Brexit: Fresh produce


- Greater competitiveness of UK-grown produce against EU imports due to weaker pound and possible future tariffs.

- Great opportunities to export produce to non-EU countries.

- Opportunity to rethink regime covering crop protection products.

- Possible removal of restrictions on growing genetically modified crops.


- Curtailment or loss of seasonal labour supply from Eastern European member states.

- Reduced cooperation in, and funding for, crop research and development.

- Possible rise in price of imported farm equipment.


Sarah Calcutt, Partners in Produce, and National Fruit Show chairman

"Produce wholesalers have seen an instant effect on prices, while it will also hit food service companies - as the City and others spend less, the companies that feed them are feeling nervous. British farming, on the other hand, does better when the pound is weaker.
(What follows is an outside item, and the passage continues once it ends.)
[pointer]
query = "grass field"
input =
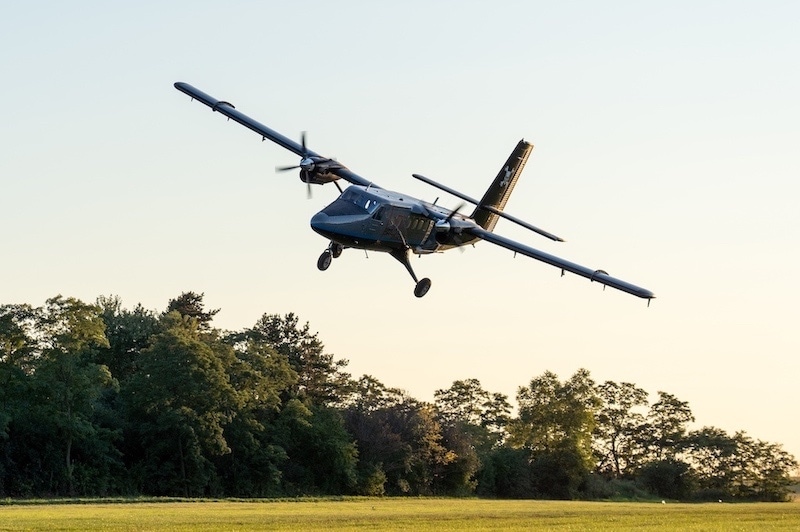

"We have to assume that the Government won't allow crops to go unharvested, so there will be some replacement for the free movement of (seasonal) labour. But there is now a massive debate about agricultural support. All our food is artificially priced and the Government can't afford for half of arable and livestock to fall over. Horticulture has been supported in a less direct way, such as through the producer organisation scheme, where it is easier to demonstrate a return on investment in quality and productivity terms.

"On crop protection, if we are in control of our own approvals we can take a risk-based rather than hazard-based approach. Currently there are products that we can't use on crops but that have been used on the food in our shops. We will be able to operate outside EU trade deals, but in practice it's difficult and expensive to gain approvals that many countries require. That said, some companies are already exporting a surprising amount."

Ali Capper, NFU horticulture and potatoes board chairman

"A lot of the industry has had its head in the sand - it didn't think this would happen. But we are where we are and we have to move on. There will be problems in the short term, but we now need to look at the opportunities to change things for the better. It's a time of seismic change, like other key periods in British farming such as just after the war. We can shape a completely different vision. The most important thing is that we get access to people who want to pick fruit and vegetables."